Mexican Governor Steps Aside over Disappearances

W460

The governor of Guerrero state announced Thursday that he's stepping aside while an investigation continues nearly a month after 43 students disappeared and six people were killed in an attack that has implicated local police and politicians in the city of Iguala.

Gov. Angel Aguirre Rivero said he is putting his duties on hold and will let the state's lawmakers decide who should lead the southern Mexico state.

On Sept. 26, students from the Rural Normal School of Ayotzinapa traveled to Iguala to solicit donations, and there was a confrontation with police. Forty-three of the students have not been heard from since.

Mexico's federal attorney general said Wednesday that the mayor of Iguala had told his police force to intercept the students, fearing they would interrupt a speech his wife was giving.

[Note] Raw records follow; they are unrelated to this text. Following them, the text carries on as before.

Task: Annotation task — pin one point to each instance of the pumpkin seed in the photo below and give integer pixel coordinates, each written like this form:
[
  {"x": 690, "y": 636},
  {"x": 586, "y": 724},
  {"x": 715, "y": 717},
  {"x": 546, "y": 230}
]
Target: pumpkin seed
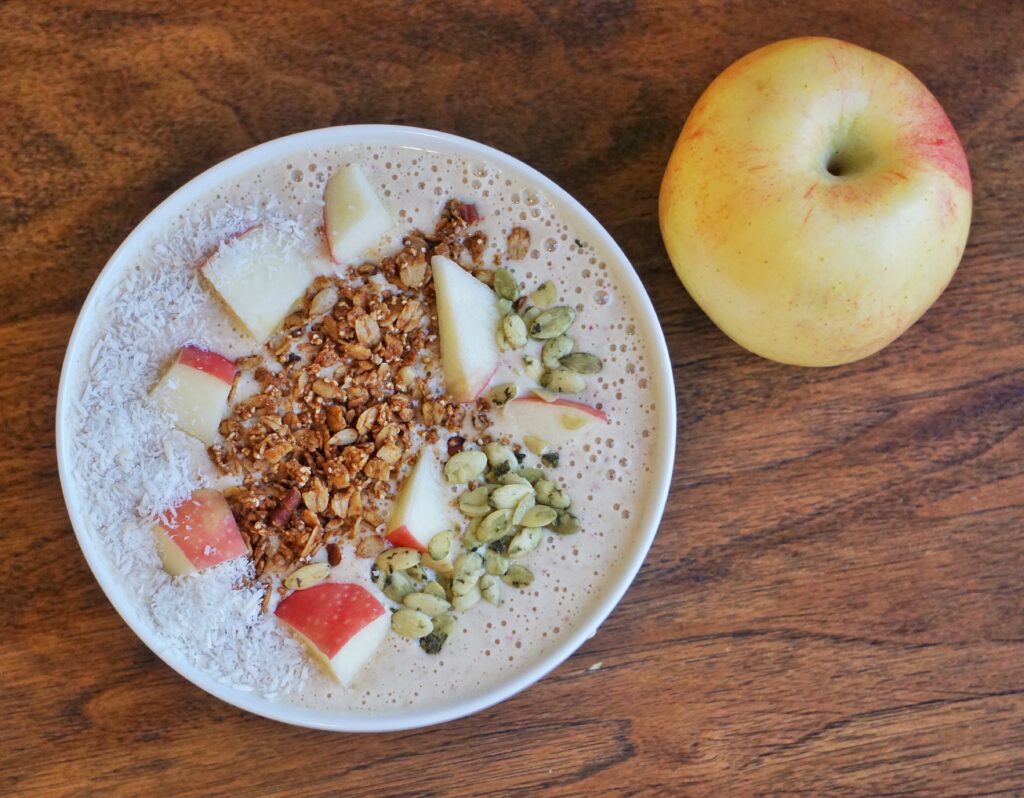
[
  {"x": 498, "y": 454},
  {"x": 466, "y": 600},
  {"x": 491, "y": 589},
  {"x": 553, "y": 350},
  {"x": 563, "y": 381},
  {"x": 495, "y": 526},
  {"x": 443, "y": 627},
  {"x": 495, "y": 563},
  {"x": 540, "y": 515},
  {"x": 524, "y": 541},
  {"x": 518, "y": 576},
  {"x": 567, "y": 523},
  {"x": 307, "y": 576},
  {"x": 583, "y": 363},
  {"x": 530, "y": 474},
  {"x": 398, "y": 558},
  {"x": 532, "y": 368},
  {"x": 412, "y": 624},
  {"x": 545, "y": 295},
  {"x": 465, "y": 466},
  {"x": 524, "y": 506},
  {"x": 505, "y": 285},
  {"x": 508, "y": 496},
  {"x": 426, "y": 603},
  {"x": 397, "y": 586},
  {"x": 440, "y": 545},
  {"x": 468, "y": 569},
  {"x": 536, "y": 445},
  {"x": 502, "y": 394},
  {"x": 515, "y": 331},
  {"x": 551, "y": 323}
]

Aguirre became a target of protesters anger from the start. He and Iguala's mayor are members of the same political party, the leftist Democratic Revolution Party, and Aguirre was quickly painted as tolerating a level of corruption in his state that allowed the disappearances. While he initially enjoyed backing within his party, support dissolved as the search for the students dragged on and more details implicating local government emerged.

Three students and three bystanders died from police gunfire in the Sept. 26 confrontation, prosecutors say. Later, local police allegedly turned over the 43 missing students to members of the criminal gang Guerreros Unidos.

On Thursday, Aguirre reminded his constituents that he had said earlier that if stepping aside would help resolve the situation he would do it.

"In this tragic setting, I refuse to allow the public debate to center on whether the governor stays in his position or not," Aguirre said.

Ironically, Aguirre got his first taste of the office serving as interim governor after Gov. Ruben Figueroa Alcocer left the position following the 1996 massacre of 17 farmers by police in the community of Aguas Blancas. Aguirre was elected governor in 2011 and his term was to expire in 2015.

Despite spending most of his political career as a member of the Institutional Revolutionary Party, Aguirre was elected in 2011 as the candidate of the Democratic Revolution Party.